You prove this as follows: As a first step you show the existence of the formally adjoint differential operator on a small open set $U$. This set $U$ is chosen, such that it carries a chart and such that you can trivialize the bundle $V$ on $U$. Make such a trivialization orthonormal and then write down the equation defining the formally adjoint operator in a chart. The volume form then gives a contribution $\sqrt{\det(g_{ij})}$ as usual. Then standard partial integration in $\mathbb{R}^n$ of the operator $A$ (in coordinates) yields the formally adjoint operator $A^*$ (in coordinates). You have to take into account that the partial integration will also give you contributions from the derivatives of $\sqrt{\det(g_{ij})}$. The formula obtained this way defines a differential operator only on $U$, and a priori the formula might also depend on the coordinates and the trivialization. We now show that the defining equation, i.e. your last displayed equation holds for all $t$ and $s$. This shows the existence of $A^*$ on $U$, denoted in the following as $A_U^*$.

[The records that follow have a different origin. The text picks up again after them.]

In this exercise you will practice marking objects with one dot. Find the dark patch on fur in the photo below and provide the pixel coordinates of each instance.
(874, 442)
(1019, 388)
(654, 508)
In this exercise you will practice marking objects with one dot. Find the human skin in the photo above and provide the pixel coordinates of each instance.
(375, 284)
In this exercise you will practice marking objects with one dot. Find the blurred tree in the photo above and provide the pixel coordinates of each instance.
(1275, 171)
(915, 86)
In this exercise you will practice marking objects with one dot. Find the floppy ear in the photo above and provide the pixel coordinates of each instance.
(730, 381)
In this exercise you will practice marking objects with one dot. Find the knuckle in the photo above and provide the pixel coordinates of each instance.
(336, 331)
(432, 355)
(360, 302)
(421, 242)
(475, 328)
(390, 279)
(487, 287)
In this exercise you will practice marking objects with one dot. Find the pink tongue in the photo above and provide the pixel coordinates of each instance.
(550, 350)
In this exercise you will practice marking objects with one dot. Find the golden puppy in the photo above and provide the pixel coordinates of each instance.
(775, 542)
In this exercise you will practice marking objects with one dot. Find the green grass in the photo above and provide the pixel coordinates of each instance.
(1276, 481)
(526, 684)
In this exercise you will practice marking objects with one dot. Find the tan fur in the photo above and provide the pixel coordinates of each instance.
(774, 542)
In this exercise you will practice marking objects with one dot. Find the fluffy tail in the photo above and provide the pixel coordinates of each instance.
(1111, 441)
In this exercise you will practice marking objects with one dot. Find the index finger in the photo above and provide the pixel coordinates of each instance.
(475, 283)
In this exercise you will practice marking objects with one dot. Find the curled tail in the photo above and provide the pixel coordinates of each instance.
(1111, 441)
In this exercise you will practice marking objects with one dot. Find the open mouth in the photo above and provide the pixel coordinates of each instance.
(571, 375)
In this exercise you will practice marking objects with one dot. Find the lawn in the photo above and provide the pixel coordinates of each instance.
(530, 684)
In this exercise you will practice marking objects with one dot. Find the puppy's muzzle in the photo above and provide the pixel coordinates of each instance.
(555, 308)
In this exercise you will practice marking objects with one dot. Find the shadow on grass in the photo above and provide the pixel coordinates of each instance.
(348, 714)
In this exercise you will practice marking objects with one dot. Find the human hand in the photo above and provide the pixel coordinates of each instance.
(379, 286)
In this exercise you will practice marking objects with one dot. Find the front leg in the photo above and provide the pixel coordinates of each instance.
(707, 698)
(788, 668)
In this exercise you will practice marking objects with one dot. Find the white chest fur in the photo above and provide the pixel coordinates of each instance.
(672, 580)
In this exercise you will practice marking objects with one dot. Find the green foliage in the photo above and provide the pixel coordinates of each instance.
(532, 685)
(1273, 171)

Now as second step take two such open sets $U_1$ and $U_2$ with choices of charts and trivializations which we suppress in notation. Then it is easy to see from the defining equation that the formal adjoints $A_{U_i}^*$ defined via $U_i$, $i=1,2$ agree on $U_1\cap U_2$, more precisely: On $U_1\cap U_2$ we have $A_{U_1}^*=A_{U_2}^*$ as differential operators.

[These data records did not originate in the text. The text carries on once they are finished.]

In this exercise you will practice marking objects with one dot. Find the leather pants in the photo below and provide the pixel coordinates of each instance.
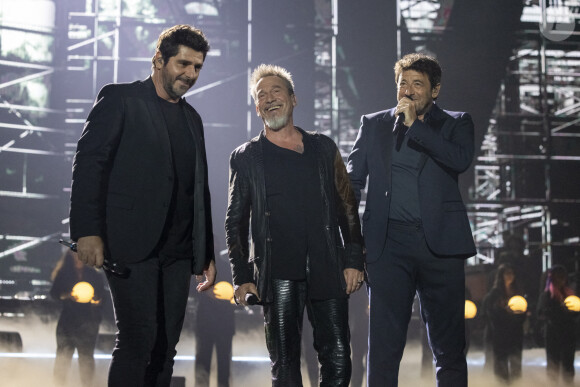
(283, 325)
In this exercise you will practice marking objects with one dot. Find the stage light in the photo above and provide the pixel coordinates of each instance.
(518, 304)
(83, 292)
(223, 291)
(470, 309)
(201, 8)
(572, 303)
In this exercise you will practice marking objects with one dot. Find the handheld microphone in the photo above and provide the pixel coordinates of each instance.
(252, 299)
(400, 120)
(112, 267)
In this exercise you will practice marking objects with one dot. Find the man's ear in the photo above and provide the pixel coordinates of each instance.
(158, 60)
(435, 91)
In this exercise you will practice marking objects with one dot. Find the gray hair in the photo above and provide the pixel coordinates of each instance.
(267, 70)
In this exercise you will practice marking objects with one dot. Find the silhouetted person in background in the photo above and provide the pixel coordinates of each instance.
(504, 326)
(559, 325)
(358, 317)
(78, 324)
(214, 329)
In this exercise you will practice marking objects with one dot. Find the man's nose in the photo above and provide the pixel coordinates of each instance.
(190, 72)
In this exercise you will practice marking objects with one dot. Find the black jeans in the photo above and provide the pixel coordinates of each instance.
(406, 267)
(283, 324)
(149, 311)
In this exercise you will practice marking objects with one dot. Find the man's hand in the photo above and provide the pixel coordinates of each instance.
(354, 280)
(91, 250)
(242, 290)
(209, 274)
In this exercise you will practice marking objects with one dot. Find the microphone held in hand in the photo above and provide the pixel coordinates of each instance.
(399, 121)
(252, 299)
(112, 267)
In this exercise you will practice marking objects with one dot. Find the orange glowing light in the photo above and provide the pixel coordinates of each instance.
(83, 292)
(223, 291)
(518, 304)
(470, 309)
(572, 303)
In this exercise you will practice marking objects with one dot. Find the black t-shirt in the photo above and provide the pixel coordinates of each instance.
(404, 181)
(295, 205)
(176, 241)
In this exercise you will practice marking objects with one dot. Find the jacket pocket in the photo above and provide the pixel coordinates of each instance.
(120, 201)
(455, 206)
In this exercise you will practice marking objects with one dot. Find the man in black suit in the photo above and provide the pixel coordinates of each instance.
(415, 224)
(140, 204)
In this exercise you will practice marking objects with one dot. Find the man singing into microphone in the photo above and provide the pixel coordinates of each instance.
(415, 225)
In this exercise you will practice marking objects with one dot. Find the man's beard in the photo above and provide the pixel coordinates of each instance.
(172, 89)
(277, 123)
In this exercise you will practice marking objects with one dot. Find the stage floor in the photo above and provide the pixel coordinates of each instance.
(250, 365)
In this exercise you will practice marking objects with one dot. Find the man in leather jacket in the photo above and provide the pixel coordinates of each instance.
(291, 189)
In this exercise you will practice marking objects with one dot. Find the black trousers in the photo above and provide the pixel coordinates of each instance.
(406, 267)
(560, 351)
(283, 325)
(76, 334)
(149, 311)
(203, 352)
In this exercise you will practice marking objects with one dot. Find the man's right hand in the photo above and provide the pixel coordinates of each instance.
(91, 250)
(242, 290)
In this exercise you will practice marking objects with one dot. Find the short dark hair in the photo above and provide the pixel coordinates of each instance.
(181, 35)
(422, 63)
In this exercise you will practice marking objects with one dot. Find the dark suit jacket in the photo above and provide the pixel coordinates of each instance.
(123, 175)
(447, 143)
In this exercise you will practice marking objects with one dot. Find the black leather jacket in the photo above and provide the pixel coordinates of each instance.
(247, 209)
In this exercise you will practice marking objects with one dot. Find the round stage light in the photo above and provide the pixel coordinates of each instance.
(83, 292)
(518, 304)
(223, 291)
(470, 309)
(572, 303)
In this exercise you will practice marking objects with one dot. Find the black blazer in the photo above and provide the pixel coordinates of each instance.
(447, 143)
(123, 175)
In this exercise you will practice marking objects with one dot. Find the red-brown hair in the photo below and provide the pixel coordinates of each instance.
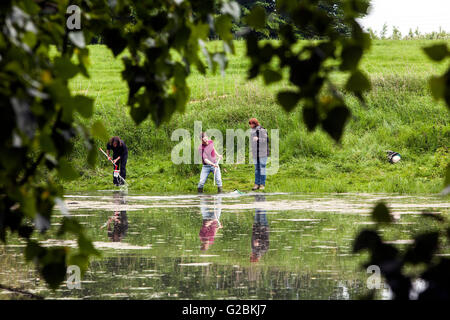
(115, 139)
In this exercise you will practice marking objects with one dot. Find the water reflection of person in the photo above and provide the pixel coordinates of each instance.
(260, 231)
(117, 225)
(211, 211)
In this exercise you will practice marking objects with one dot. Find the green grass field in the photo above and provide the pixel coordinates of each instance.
(400, 115)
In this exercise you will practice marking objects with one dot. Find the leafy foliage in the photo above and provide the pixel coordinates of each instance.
(310, 67)
(421, 252)
(39, 113)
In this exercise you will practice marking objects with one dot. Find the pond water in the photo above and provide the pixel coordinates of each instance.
(229, 246)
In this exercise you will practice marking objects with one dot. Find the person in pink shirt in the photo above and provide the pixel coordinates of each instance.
(210, 159)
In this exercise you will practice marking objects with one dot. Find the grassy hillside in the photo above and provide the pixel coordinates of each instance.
(400, 115)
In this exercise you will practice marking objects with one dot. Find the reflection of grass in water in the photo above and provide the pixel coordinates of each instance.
(15, 273)
(306, 263)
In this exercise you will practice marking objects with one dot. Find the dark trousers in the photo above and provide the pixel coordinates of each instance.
(122, 164)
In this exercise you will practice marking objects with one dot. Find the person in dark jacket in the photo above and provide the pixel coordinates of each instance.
(260, 152)
(120, 157)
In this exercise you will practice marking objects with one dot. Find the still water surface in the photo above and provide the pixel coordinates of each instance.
(230, 246)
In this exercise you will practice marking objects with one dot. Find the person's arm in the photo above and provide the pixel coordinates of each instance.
(219, 155)
(210, 162)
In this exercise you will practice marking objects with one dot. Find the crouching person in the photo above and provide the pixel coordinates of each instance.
(210, 159)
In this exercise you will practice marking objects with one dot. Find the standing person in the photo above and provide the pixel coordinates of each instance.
(120, 157)
(210, 158)
(260, 152)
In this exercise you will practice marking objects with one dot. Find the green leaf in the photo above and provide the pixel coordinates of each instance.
(233, 9)
(257, 17)
(77, 38)
(114, 40)
(64, 68)
(271, 76)
(358, 82)
(437, 52)
(310, 118)
(98, 130)
(381, 213)
(223, 25)
(288, 99)
(66, 171)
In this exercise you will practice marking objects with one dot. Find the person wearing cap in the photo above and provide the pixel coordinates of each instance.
(210, 158)
(260, 152)
(120, 157)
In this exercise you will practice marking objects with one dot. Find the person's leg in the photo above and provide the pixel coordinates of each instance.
(262, 162)
(218, 177)
(203, 176)
(123, 168)
(257, 172)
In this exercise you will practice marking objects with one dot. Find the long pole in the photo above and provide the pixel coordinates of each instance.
(115, 165)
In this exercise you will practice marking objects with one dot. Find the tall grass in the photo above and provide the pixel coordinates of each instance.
(400, 115)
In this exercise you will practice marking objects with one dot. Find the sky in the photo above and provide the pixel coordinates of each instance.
(427, 15)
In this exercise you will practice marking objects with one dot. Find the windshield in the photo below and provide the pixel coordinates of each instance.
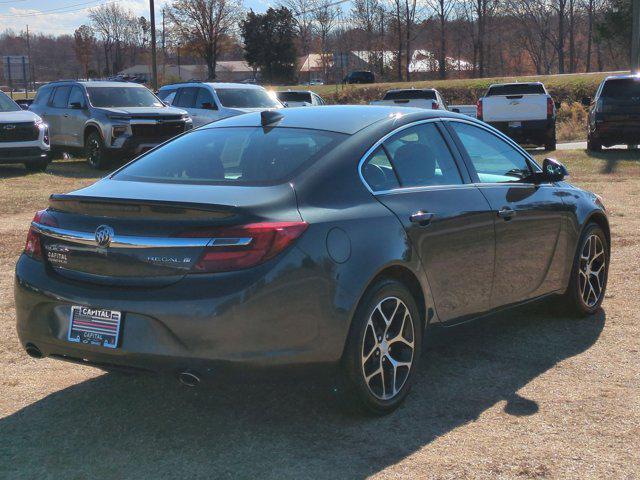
(516, 89)
(627, 88)
(8, 105)
(410, 95)
(294, 96)
(232, 155)
(246, 98)
(106, 97)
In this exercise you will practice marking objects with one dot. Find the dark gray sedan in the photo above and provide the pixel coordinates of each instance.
(317, 236)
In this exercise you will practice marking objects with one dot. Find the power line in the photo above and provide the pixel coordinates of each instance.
(58, 10)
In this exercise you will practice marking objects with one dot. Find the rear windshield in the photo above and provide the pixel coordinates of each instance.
(8, 105)
(294, 96)
(234, 155)
(516, 89)
(411, 95)
(621, 88)
(246, 98)
(106, 97)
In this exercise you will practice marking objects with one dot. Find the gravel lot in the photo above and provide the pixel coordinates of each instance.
(527, 394)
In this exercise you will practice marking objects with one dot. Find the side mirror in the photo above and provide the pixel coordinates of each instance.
(553, 170)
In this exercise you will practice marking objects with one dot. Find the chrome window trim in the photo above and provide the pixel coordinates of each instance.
(375, 146)
(132, 241)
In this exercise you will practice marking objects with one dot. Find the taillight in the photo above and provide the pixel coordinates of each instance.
(32, 246)
(235, 248)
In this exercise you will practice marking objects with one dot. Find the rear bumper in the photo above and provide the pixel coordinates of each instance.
(537, 132)
(275, 317)
(22, 154)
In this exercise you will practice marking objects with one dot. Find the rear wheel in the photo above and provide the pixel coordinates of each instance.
(589, 273)
(95, 151)
(383, 349)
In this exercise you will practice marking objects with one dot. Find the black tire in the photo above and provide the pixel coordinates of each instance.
(593, 145)
(574, 298)
(95, 151)
(371, 397)
(39, 166)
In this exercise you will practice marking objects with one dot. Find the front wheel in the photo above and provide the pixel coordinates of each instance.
(383, 348)
(589, 273)
(95, 151)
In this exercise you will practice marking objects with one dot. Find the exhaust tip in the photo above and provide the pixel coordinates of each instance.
(33, 351)
(189, 379)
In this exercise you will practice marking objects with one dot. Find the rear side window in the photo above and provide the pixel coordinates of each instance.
(60, 97)
(411, 95)
(417, 156)
(621, 88)
(186, 98)
(237, 155)
(494, 160)
(516, 89)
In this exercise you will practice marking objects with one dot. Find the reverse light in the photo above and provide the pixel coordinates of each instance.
(244, 246)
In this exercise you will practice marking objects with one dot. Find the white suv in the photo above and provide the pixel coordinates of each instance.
(208, 102)
(24, 137)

The property in the second step does not only provide uniqueness on small open sets, but it also allows to glue the locally defined operators $A_U^*$ to a globally defined differential operator, which is the requested formally adjoint operator.
Note that this operator is only formally adjoint, it is a different question, whether and how it extends to an adjoint operator, and this extension usually also depends on the type of Sobolev space you use and on possible boundary conditions.